KIRSTEN POWERS, USA TODAY: Well, I think that's the most important thing is that intent, at least under this statute, seems to be what they look at. And conservatives are really focusing on gross negligence. But I heard an interview earlier today with the U.S. prosecutor who prosecuted the Petraeus case who everyone keeps invoking as being similar to this even though it's not. And he said that actually he can't think of a time when this statute has been used to prosecute gross negligence and he things it was appropriately applied. So for whatever reason, this statute, they really do look at intent. And what they seem to have come to the conclusion here is that she didn't do it intentionally.

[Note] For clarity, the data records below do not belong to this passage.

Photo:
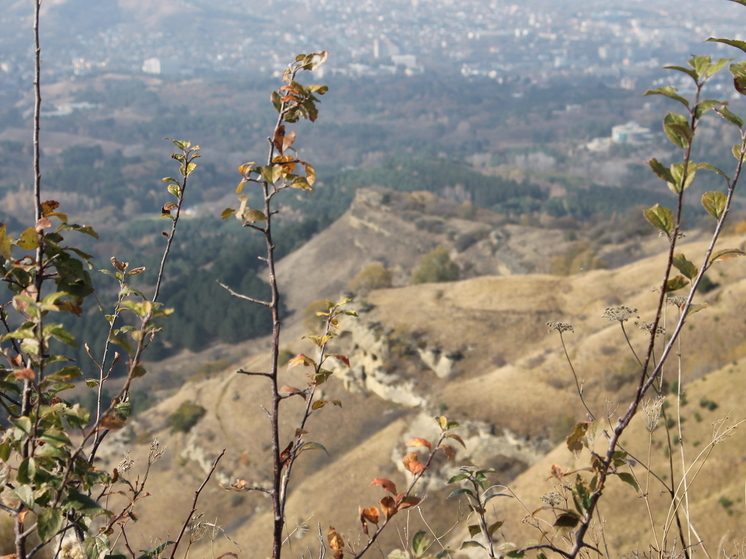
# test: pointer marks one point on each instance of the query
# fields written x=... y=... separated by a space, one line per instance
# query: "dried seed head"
x=560 y=326
x=620 y=313
x=652 y=410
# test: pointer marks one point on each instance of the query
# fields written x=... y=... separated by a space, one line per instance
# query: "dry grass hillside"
x=397 y=228
x=477 y=350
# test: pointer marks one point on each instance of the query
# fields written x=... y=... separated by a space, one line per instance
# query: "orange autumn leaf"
x=371 y=514
x=407 y=502
x=290 y=390
x=336 y=543
x=24 y=374
x=449 y=451
x=388 y=505
x=412 y=463
x=343 y=358
x=387 y=484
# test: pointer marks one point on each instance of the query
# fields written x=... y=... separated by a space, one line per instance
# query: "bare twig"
x=245 y=297
x=197 y=493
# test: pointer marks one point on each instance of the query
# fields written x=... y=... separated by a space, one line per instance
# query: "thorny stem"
x=482 y=520
x=197 y=493
x=578 y=386
x=27 y=449
x=380 y=528
x=277 y=481
x=647 y=380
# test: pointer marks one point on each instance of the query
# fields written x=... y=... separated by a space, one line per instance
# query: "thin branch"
x=197 y=493
x=244 y=297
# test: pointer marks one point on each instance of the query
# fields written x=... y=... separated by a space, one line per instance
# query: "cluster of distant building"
x=630 y=133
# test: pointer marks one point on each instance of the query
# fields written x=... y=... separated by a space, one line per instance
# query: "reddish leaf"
x=343 y=358
x=418 y=441
x=24 y=374
x=43 y=223
x=290 y=390
x=388 y=505
x=336 y=543
x=48 y=206
x=279 y=138
x=371 y=514
x=387 y=484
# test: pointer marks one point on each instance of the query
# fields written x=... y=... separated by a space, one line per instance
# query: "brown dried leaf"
x=409 y=501
x=112 y=421
x=371 y=514
x=449 y=451
x=419 y=441
x=343 y=358
x=387 y=484
x=279 y=137
x=43 y=223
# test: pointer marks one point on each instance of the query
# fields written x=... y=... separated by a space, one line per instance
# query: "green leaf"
x=629 y=479
x=685 y=266
x=83 y=503
x=155 y=551
x=27 y=470
x=682 y=177
x=661 y=218
x=714 y=203
x=461 y=491
x=732 y=42
x=730 y=116
x=670 y=92
x=739 y=76
x=677 y=129
x=49 y=522
x=688 y=71
x=706 y=105
x=29 y=239
x=420 y=543
x=5 y=242
x=471 y=543
x=676 y=283
x=727 y=254
x=25 y=494
x=174 y=189
x=660 y=170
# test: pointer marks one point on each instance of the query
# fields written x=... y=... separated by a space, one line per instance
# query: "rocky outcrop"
x=375 y=353
x=485 y=445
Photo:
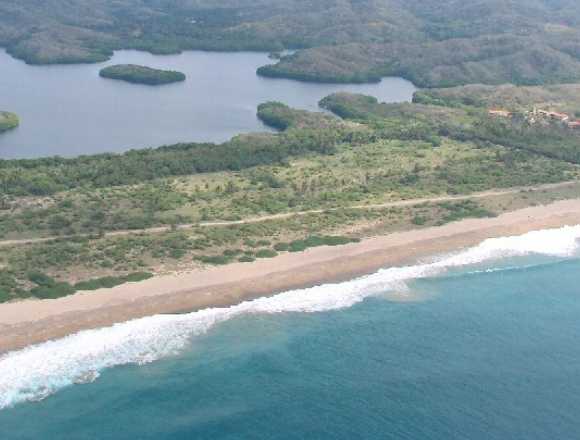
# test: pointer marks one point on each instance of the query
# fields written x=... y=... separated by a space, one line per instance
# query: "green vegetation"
x=8 y=121
x=43 y=286
x=51 y=175
x=322 y=180
x=433 y=43
x=282 y=117
x=141 y=74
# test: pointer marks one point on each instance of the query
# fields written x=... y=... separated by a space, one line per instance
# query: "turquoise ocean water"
x=483 y=344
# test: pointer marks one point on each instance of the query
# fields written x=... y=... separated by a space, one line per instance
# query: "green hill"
x=141 y=75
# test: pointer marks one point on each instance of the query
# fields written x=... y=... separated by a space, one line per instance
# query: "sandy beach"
x=32 y=321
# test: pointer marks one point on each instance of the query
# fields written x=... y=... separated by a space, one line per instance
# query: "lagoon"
x=68 y=110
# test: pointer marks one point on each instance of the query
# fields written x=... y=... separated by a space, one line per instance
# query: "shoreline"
x=29 y=322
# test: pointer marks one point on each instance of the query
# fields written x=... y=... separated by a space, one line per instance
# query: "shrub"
x=266 y=253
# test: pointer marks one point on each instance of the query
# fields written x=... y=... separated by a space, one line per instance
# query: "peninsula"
x=141 y=74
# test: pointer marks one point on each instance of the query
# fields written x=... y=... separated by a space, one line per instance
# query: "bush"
x=214 y=259
x=246 y=259
x=281 y=247
x=266 y=253
x=57 y=290
x=41 y=279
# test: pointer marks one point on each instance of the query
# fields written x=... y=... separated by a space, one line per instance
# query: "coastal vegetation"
x=321 y=180
x=8 y=121
x=432 y=43
x=141 y=74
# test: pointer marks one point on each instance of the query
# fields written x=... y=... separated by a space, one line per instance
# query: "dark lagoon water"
x=481 y=345
x=70 y=110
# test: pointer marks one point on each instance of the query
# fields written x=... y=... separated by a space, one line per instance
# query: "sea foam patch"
x=39 y=371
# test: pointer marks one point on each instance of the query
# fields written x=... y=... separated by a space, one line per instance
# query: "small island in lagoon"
x=8 y=121
x=136 y=74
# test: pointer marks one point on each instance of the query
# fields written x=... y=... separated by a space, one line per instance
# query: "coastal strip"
x=33 y=321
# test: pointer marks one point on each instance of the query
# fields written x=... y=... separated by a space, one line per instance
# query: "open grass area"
x=323 y=168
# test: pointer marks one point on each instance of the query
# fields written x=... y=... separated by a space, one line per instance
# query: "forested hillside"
x=433 y=43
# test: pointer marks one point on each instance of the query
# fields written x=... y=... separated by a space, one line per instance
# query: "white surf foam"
x=38 y=371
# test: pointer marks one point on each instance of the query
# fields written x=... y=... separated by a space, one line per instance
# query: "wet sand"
x=32 y=321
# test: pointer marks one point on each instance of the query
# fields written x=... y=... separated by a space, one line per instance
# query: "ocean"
x=479 y=344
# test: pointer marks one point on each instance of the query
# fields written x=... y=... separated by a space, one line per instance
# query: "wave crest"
x=39 y=371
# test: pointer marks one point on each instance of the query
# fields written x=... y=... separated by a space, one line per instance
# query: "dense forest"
x=432 y=43
x=141 y=74
x=90 y=215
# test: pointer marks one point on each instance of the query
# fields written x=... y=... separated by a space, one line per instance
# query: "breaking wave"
x=39 y=371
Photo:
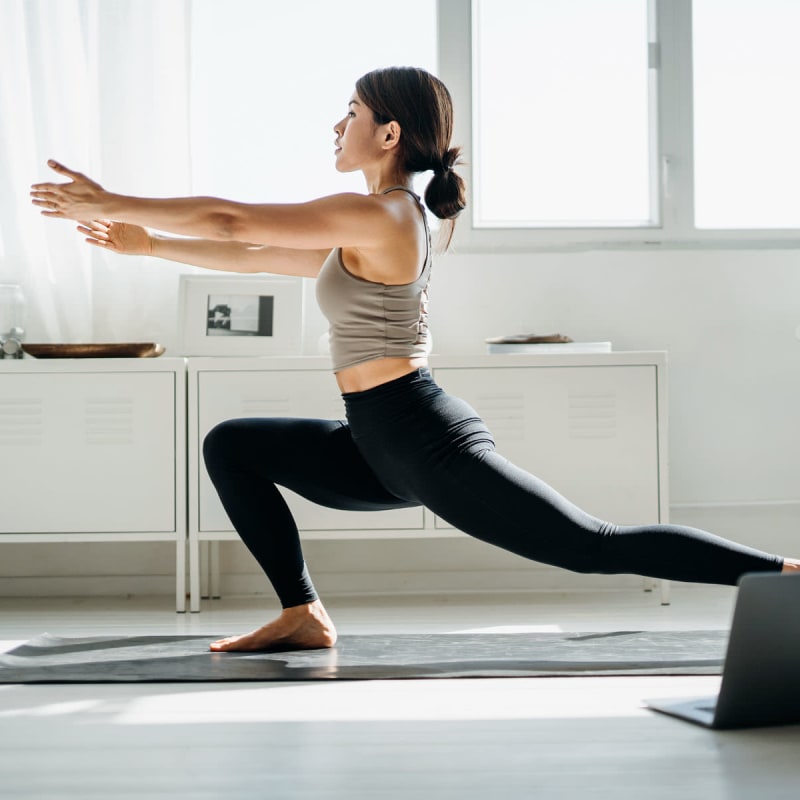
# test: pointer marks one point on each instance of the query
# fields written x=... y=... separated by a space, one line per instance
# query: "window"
x=746 y=116
x=561 y=115
x=608 y=123
x=265 y=99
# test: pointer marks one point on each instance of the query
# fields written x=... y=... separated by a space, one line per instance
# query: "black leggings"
x=407 y=443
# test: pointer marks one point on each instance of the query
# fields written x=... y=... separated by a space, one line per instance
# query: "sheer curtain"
x=82 y=81
x=171 y=97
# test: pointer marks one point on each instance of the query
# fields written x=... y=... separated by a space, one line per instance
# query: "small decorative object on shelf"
x=116 y=350
x=544 y=343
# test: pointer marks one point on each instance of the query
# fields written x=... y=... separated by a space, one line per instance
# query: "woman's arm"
x=127 y=239
x=344 y=220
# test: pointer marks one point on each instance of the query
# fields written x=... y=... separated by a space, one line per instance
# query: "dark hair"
x=421 y=104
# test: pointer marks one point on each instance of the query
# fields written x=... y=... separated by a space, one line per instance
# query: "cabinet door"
x=88 y=452
x=290 y=393
x=590 y=432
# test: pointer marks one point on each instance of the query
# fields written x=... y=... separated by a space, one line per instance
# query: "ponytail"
x=422 y=106
x=446 y=194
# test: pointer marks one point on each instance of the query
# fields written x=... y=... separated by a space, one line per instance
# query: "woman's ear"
x=391 y=135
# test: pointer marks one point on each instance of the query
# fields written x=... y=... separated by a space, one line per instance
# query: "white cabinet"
x=591 y=432
x=94 y=450
x=592 y=425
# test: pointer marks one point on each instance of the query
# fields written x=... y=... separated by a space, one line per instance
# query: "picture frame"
x=240 y=316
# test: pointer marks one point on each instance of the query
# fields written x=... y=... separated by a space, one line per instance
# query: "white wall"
x=728 y=320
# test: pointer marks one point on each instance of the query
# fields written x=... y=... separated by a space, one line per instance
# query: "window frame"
x=672 y=117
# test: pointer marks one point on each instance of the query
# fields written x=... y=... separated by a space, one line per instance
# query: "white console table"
x=592 y=425
x=94 y=450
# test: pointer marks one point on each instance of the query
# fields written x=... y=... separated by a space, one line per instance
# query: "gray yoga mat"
x=169 y=659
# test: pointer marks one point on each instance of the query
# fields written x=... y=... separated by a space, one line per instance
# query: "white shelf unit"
x=94 y=450
x=593 y=425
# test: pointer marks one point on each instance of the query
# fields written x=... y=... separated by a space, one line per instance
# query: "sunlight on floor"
x=364 y=701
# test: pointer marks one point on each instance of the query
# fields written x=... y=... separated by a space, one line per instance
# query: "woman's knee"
x=223 y=443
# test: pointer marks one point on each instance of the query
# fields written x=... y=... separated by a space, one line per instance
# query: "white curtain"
x=82 y=81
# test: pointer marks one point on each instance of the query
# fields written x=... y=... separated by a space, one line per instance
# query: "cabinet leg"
x=213 y=570
x=180 y=575
x=194 y=574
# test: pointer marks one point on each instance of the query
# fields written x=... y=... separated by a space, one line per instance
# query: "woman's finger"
x=62 y=170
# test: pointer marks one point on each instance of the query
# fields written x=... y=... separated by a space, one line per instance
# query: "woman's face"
x=358 y=138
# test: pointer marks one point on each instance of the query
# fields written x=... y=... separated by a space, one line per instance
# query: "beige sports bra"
x=371 y=320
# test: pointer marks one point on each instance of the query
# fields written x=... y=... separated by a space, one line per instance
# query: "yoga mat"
x=169 y=659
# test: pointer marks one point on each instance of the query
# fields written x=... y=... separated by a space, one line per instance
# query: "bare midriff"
x=370 y=374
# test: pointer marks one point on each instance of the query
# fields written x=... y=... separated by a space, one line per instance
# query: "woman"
x=405 y=442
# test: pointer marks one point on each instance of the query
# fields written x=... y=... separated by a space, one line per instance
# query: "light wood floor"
x=489 y=738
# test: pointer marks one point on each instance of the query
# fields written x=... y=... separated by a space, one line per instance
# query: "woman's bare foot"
x=306 y=627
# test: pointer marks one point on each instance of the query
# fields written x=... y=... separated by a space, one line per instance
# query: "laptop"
x=761 y=676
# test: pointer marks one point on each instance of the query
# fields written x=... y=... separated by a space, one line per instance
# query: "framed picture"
x=240 y=316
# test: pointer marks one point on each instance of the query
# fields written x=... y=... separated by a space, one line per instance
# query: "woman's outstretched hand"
x=119 y=237
x=80 y=199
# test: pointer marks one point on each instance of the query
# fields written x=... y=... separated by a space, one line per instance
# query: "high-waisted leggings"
x=407 y=443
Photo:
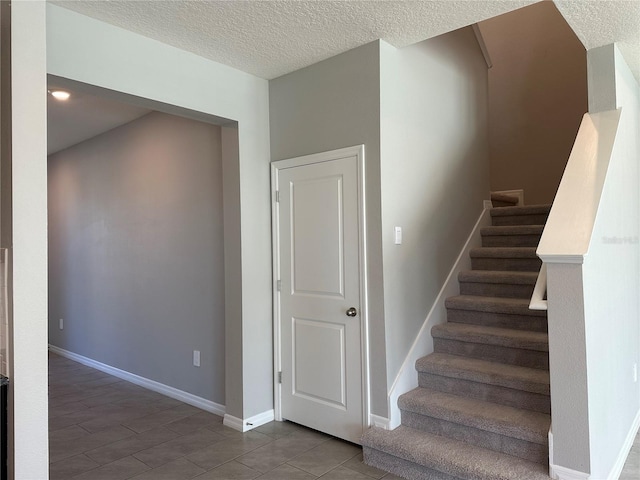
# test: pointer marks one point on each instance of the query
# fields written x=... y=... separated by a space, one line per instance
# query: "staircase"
x=482 y=408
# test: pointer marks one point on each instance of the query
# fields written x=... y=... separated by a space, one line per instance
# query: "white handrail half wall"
x=538 y=300
x=567 y=233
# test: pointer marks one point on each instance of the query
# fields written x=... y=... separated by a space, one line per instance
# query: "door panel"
x=321 y=351
x=317 y=254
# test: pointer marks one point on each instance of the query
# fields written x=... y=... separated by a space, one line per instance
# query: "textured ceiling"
x=269 y=38
x=600 y=22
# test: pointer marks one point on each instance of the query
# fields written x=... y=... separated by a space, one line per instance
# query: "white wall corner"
x=379 y=422
x=248 y=423
x=615 y=472
x=181 y=395
x=482 y=45
x=562 y=473
x=407 y=378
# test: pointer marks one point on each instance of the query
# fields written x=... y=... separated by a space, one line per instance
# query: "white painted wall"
x=611 y=272
x=121 y=61
x=434 y=173
x=136 y=251
x=29 y=277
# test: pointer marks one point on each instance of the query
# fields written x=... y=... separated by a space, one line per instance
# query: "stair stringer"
x=407 y=378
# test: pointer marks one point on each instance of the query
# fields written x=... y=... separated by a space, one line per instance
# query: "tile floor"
x=103 y=428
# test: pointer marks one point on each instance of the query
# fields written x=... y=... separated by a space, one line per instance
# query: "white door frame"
x=358 y=152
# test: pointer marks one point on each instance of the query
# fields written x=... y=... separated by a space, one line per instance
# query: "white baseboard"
x=379 y=422
x=250 y=423
x=626 y=448
x=172 y=392
x=407 y=378
x=562 y=473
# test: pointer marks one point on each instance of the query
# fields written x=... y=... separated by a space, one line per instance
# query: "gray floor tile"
x=287 y=472
x=229 y=471
x=121 y=469
x=274 y=453
x=161 y=418
x=67 y=468
x=178 y=447
x=279 y=429
x=181 y=469
x=357 y=464
x=344 y=473
x=325 y=457
x=136 y=443
x=216 y=454
x=195 y=422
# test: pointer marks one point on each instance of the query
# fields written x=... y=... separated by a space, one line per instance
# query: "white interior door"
x=320 y=318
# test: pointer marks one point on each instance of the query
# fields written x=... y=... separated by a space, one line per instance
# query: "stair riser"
x=510 y=240
x=494 y=353
x=533 y=452
x=401 y=467
x=538 y=219
x=483 y=391
x=503 y=290
x=507 y=264
x=503 y=320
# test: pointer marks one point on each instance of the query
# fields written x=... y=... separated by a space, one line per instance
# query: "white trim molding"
x=379 y=422
x=249 y=423
x=158 y=387
x=407 y=378
x=562 y=473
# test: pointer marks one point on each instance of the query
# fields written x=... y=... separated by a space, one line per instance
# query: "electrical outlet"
x=196 y=358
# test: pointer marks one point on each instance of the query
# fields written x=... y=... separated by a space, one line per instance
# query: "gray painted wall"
x=434 y=173
x=537 y=96
x=421 y=114
x=152 y=72
x=330 y=105
x=136 y=251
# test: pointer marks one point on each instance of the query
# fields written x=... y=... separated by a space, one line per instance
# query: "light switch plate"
x=398 y=235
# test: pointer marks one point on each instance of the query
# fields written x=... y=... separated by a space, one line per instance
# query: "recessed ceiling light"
x=60 y=94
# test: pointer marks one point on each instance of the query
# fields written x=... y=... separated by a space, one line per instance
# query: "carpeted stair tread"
x=504 y=199
x=503 y=252
x=521 y=210
x=515 y=306
x=496 y=276
x=505 y=337
x=482 y=371
x=508 y=230
x=451 y=457
x=500 y=419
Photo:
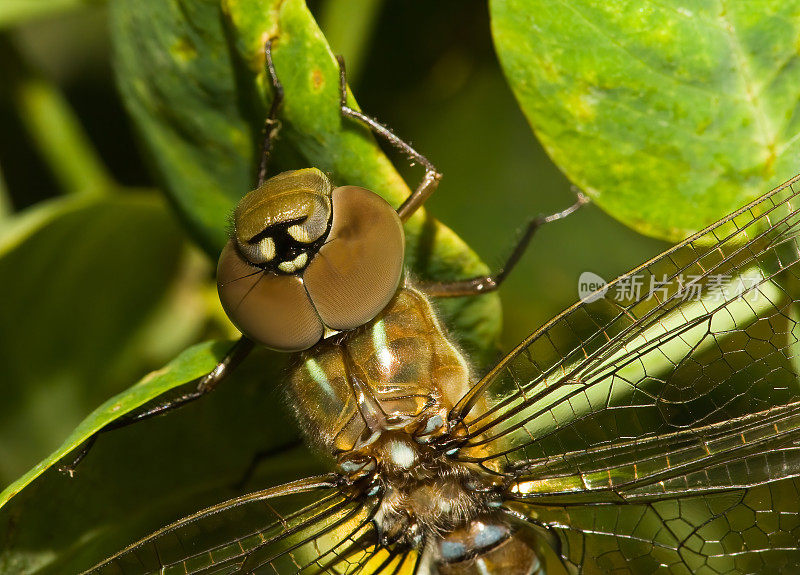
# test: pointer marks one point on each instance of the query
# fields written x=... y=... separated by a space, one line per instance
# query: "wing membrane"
x=659 y=431
x=616 y=369
x=307 y=526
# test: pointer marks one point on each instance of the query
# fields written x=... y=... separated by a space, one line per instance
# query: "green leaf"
x=669 y=116
x=14 y=12
x=86 y=283
x=191 y=73
x=136 y=480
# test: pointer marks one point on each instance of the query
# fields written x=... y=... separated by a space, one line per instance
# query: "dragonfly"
x=652 y=427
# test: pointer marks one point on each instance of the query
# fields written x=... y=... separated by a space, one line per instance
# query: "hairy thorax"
x=377 y=399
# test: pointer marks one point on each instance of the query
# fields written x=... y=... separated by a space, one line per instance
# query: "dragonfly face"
x=653 y=427
x=306 y=260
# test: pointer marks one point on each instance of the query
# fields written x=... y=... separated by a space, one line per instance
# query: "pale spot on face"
x=402 y=454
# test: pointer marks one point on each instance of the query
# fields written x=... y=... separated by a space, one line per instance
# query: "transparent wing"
x=727 y=503
x=307 y=526
x=654 y=426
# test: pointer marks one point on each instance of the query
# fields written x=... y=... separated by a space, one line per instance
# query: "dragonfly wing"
x=653 y=427
x=307 y=526
x=712 y=336
x=729 y=504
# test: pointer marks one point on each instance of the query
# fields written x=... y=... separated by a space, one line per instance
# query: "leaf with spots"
x=669 y=114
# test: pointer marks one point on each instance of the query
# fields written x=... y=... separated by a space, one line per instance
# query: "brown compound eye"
x=304 y=260
x=358 y=269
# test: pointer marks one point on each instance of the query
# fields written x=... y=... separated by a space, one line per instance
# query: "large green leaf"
x=192 y=76
x=669 y=114
x=18 y=11
x=86 y=279
x=136 y=480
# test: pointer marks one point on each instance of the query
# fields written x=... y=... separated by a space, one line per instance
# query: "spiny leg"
x=259 y=457
x=203 y=386
x=489 y=283
x=243 y=346
x=430 y=181
x=271 y=125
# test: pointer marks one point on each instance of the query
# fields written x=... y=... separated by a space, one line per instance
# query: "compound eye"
x=357 y=271
x=281 y=224
x=273 y=310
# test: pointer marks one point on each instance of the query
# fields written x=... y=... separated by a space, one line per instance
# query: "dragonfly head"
x=306 y=259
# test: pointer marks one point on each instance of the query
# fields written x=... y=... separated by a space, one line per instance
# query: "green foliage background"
x=106 y=245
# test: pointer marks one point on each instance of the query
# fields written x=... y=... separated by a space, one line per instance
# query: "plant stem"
x=6 y=207
x=53 y=127
x=348 y=25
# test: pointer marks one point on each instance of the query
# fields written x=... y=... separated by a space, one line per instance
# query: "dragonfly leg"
x=259 y=457
x=489 y=283
x=271 y=125
x=430 y=181
x=202 y=386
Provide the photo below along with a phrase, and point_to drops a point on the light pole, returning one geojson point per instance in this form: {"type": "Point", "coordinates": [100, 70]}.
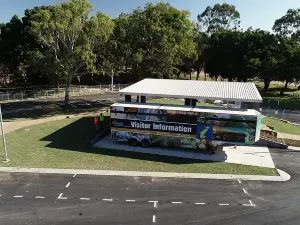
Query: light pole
{"type": "Point", "coordinates": [3, 137]}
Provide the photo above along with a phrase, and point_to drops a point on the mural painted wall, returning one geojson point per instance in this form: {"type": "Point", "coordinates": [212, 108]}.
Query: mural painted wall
{"type": "Point", "coordinates": [182, 129]}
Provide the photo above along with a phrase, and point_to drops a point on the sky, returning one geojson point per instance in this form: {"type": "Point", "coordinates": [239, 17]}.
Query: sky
{"type": "Point", "coordinates": [256, 13]}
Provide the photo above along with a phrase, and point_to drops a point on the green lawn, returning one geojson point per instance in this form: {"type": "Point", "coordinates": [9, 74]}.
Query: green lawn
{"type": "Point", "coordinates": [178, 102]}
{"type": "Point", "coordinates": [65, 144]}
{"type": "Point", "coordinates": [281, 126]}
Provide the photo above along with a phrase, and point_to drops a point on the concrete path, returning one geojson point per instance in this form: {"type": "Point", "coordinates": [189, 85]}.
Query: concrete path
{"type": "Point", "coordinates": [288, 136]}
{"type": "Point", "coordinates": [246, 155]}
{"type": "Point", "coordinates": [15, 125]}
{"type": "Point", "coordinates": [283, 176]}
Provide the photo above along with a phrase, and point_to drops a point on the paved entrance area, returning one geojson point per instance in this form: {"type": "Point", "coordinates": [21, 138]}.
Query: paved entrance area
{"type": "Point", "coordinates": [246, 155]}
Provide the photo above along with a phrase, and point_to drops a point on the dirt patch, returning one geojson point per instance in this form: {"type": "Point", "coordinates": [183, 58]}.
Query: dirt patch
{"type": "Point", "coordinates": [286, 141]}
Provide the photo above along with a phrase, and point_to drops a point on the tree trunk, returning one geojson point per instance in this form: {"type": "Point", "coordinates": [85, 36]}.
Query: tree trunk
{"type": "Point", "coordinates": [67, 95]}
{"type": "Point", "coordinates": [266, 85]}
{"type": "Point", "coordinates": [286, 84]}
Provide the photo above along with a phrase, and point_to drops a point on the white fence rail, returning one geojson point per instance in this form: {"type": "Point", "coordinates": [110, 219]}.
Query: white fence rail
{"type": "Point", "coordinates": [39, 93]}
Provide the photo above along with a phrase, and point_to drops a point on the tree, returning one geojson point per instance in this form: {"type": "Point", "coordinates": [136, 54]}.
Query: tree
{"type": "Point", "coordinates": [289, 24]}
{"type": "Point", "coordinates": [65, 33]}
{"type": "Point", "coordinates": [263, 55]}
{"type": "Point", "coordinates": [158, 39]}
{"type": "Point", "coordinates": [287, 29]}
{"type": "Point", "coordinates": [289, 60]}
{"type": "Point", "coordinates": [219, 17]}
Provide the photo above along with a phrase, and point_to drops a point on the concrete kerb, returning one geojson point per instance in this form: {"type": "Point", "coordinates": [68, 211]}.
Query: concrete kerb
{"type": "Point", "coordinates": [283, 176]}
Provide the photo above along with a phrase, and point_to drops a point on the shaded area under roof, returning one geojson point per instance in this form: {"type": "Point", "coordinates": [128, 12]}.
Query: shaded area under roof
{"type": "Point", "coordinates": [211, 90]}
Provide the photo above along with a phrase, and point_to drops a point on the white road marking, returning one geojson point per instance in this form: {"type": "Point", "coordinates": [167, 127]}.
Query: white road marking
{"type": "Point", "coordinates": [247, 205]}
{"type": "Point", "coordinates": [60, 196]}
{"type": "Point", "coordinates": [251, 203]}
{"type": "Point", "coordinates": [155, 203]}
{"type": "Point", "coordinates": [39, 197]}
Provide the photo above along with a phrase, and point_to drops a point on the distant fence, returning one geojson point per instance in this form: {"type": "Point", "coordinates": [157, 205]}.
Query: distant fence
{"type": "Point", "coordinates": [292, 116]}
{"type": "Point", "coordinates": [50, 92]}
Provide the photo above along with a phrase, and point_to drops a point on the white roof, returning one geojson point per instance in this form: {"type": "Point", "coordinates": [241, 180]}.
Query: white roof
{"type": "Point", "coordinates": [212, 90]}
{"type": "Point", "coordinates": [249, 112]}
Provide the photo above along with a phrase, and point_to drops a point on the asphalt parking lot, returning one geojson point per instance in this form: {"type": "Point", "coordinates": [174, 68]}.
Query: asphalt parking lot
{"type": "Point", "coordinates": [81, 102]}
{"type": "Point", "coordinates": [86, 199]}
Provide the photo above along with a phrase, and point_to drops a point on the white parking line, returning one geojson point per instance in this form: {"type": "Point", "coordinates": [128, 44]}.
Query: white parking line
{"type": "Point", "coordinates": [39, 197]}
{"type": "Point", "coordinates": [251, 203]}
{"type": "Point", "coordinates": [60, 197]}
{"type": "Point", "coordinates": [155, 203]}
{"type": "Point", "coordinates": [247, 205]}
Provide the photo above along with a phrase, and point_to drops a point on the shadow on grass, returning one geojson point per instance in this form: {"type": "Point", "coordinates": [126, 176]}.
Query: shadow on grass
{"type": "Point", "coordinates": [77, 136]}
{"type": "Point", "coordinates": [285, 102]}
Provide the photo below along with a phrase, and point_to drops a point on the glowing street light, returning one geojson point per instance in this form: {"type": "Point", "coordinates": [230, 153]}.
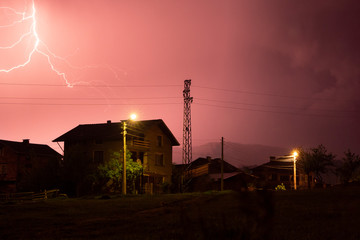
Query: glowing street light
{"type": "Point", "coordinates": [295, 155]}
{"type": "Point", "coordinates": [132, 117]}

That said, I think that the problem with this is of course they don't see this kind of leniency against other people who mishandle classified information, like Navy reservist who merely took some information home, never intended to distribute it, and he was prosecuted. So there is some sort of double standard going on here.

MCKELWAY: Mercedes, you heard Charles say that intent shouldn't matter.

MERCEDES SCHLAPP, THE WASHINGTON TIMES: That's right. But what interesting too is the fact that what aren't going to be the consequences, right? So Comey clearly makes a statement here where he says people in similar cases will face either administrative or security consequences, but we're not going to address it right now.

So it leaves that question of when is it going to be addressed? Will Hillary Clinton be stripped of her security clearance? What are going to be the penalties. So I don't think this is over. While the criminal charges might be not invalid -- we're not going that direction -- this is clearly an indictment of her careless character, and I think it really represents the fact that Hillary Clinton and her campaign have lied time and time again. And that's what I think is going to be the major political fallout of this.

KRAUTHAMMER: One more point on intent. Kirstin she didn't intend it. The question is, what is "it"? She intended to set up a private server. She intended to send all the classified e-mails that she sent, some of which were actually marked as classified at the time. It appears that Comey's standard is, did she intend to harm the United States? If she didn't, she gets acquitted. That's not the standard. It's the intent of handling, mishandling this information, and that's what the statute requires. She met it, and he declined to prosecute.

MCKELWAY: Really quickly, he also said "no reasonable prosecutor" would have press charges here. What is the definition of reasonable in this case? Anyone want to take a shot at that?

POWERS: I think it's what I was saying earlier, the prosecutor who prosecuted Petraeus said he doesn't think this is how the statute is applied in terms of gross negligence and that's how it's typically applied. So I think it means it is how this is typically applied and that anyone looking at the statute in case law would not think that she should be prosecuted. She behaved badly. There's no question about that. And we could talk about the political ramifications of that. But whether it was criminal behavior, he's saying it wasn't.

SCHLAPP: But is Comey the one to make that decision? Would that be more the career prosecutors to make that decision of whether they should move forward or not?